三列シートはそれでいいとして、孤立した右側一人はだれだろう。カニがあることからコマンダーと思われる。
ただ、不思議なのは砲の構造。砲のカートキャッチャーとともに組み込まれてるガードが通常の戦車砲と同じ向き。つまり装填手は右配置になる構造。わかりやすく言うとカニがある側に装填手がこないと弾こめがとんでもなく大変ってことだ。(まずムリ)
先ほどの三番目のシートは無線を使うひとが座るのだが、無線手兼装填手というのは無理がある。
無線手が専任としたら、車長が弾込めする仕事も担うことになる。
T34では運転手の車長も存在したらしいが、あの国は例外と考えないと。
そもそもT34/76に車長はいたのだろうか?砲手・装填手・操縦手・通信手という内訳が適切に思われる。

「キューポラがない!」
そもそもヘッツァーは全周視界を確保できない。(ペリスコープまわして頑張る?)
三号突撃砲Gにはキューポラついているからあれは代用戦車たりえるが、戦車じゃないから全周視界はどうでもいい。つまりは乗員は装甲で守りますって言う移動砲。こちらが発見されない状況で戦車を仕留めるパンツァーイェーガー。一号対戦車自走砲がフランス戦で軍や軍団に配備され「やばそー」なところに火消にまわるのと同じ扱い。ヘッツァーの場合は歩兵師団直協の対戦車自走砲。パンツァーカイルの先陣に位置する「戦車」とはあきらかに違う。

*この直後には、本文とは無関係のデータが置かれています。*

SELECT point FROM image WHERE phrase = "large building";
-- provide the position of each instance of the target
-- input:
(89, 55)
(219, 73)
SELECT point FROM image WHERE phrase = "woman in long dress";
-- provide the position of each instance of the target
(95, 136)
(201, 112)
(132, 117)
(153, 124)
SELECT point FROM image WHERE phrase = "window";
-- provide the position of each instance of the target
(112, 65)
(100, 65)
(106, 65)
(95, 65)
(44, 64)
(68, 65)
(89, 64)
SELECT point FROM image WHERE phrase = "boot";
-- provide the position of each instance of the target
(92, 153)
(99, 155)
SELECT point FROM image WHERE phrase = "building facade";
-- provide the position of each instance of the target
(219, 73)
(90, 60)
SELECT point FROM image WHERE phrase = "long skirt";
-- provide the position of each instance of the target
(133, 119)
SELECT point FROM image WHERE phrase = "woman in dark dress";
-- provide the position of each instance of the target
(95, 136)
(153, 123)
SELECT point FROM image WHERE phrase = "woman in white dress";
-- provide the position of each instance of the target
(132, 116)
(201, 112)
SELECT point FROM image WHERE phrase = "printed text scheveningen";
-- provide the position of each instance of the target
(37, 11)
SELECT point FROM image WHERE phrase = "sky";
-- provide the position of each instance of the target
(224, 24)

戦車戦闘をするならコマンダーは三列最後部の無線席だろう。でも、対戦車砲として考えるならコマンダーが砲越しに各員への指示をしつつ、カニめがね覗きながら「あー標的はあそこね」と弾込めしながら指揮もできる。

【砲弾はドコ?】
弾体幅が7.5cmであって薬きょうを考慮すると一発は10cmくらいになる。1Mで10発。
車体全長は5M足らず。車体後部傾斜が始まってるところからしっぽまではエンジンルーム。
三列シート側は最前部がドライブミッション、すぐ運転席。砲弾が積めるのは砲手席のあたりから通信手席の車体側面下部に数発のみ。車体上部には通信手をL字で無線機を配置してあるので砲弾を積むスペースがない。
ほとんどの砲弾は車体右側に配置されてる。つまりコマンダー(車長)席といわれてる側。

【本来の役割】
車体左前から、操縦手、砲手、通信手兼装填手、車体右側がコマンダー(車長)

ただ、内部構造や弾薬配置から考えると、コマンダー(車長)兼装填手が適切としか思えない。
ああ、やっぱりしっくりこない。

会社で考えてくれ、伝票打ち込み作業をする課長。お茶をくむ課長。そうしながら指揮をとる。(装填手兼車長)
本社と連絡とりながら指揮する課長。(通信手兼車長)


【砲兵だよ】
人員の内訳考えてもあまり意味がない。移動、停止即射撃なんとことする車両じゃないんだ。
戦車ほどに、全員がひとつとなって、戦車というものを生き物のように動かす必要はない車両。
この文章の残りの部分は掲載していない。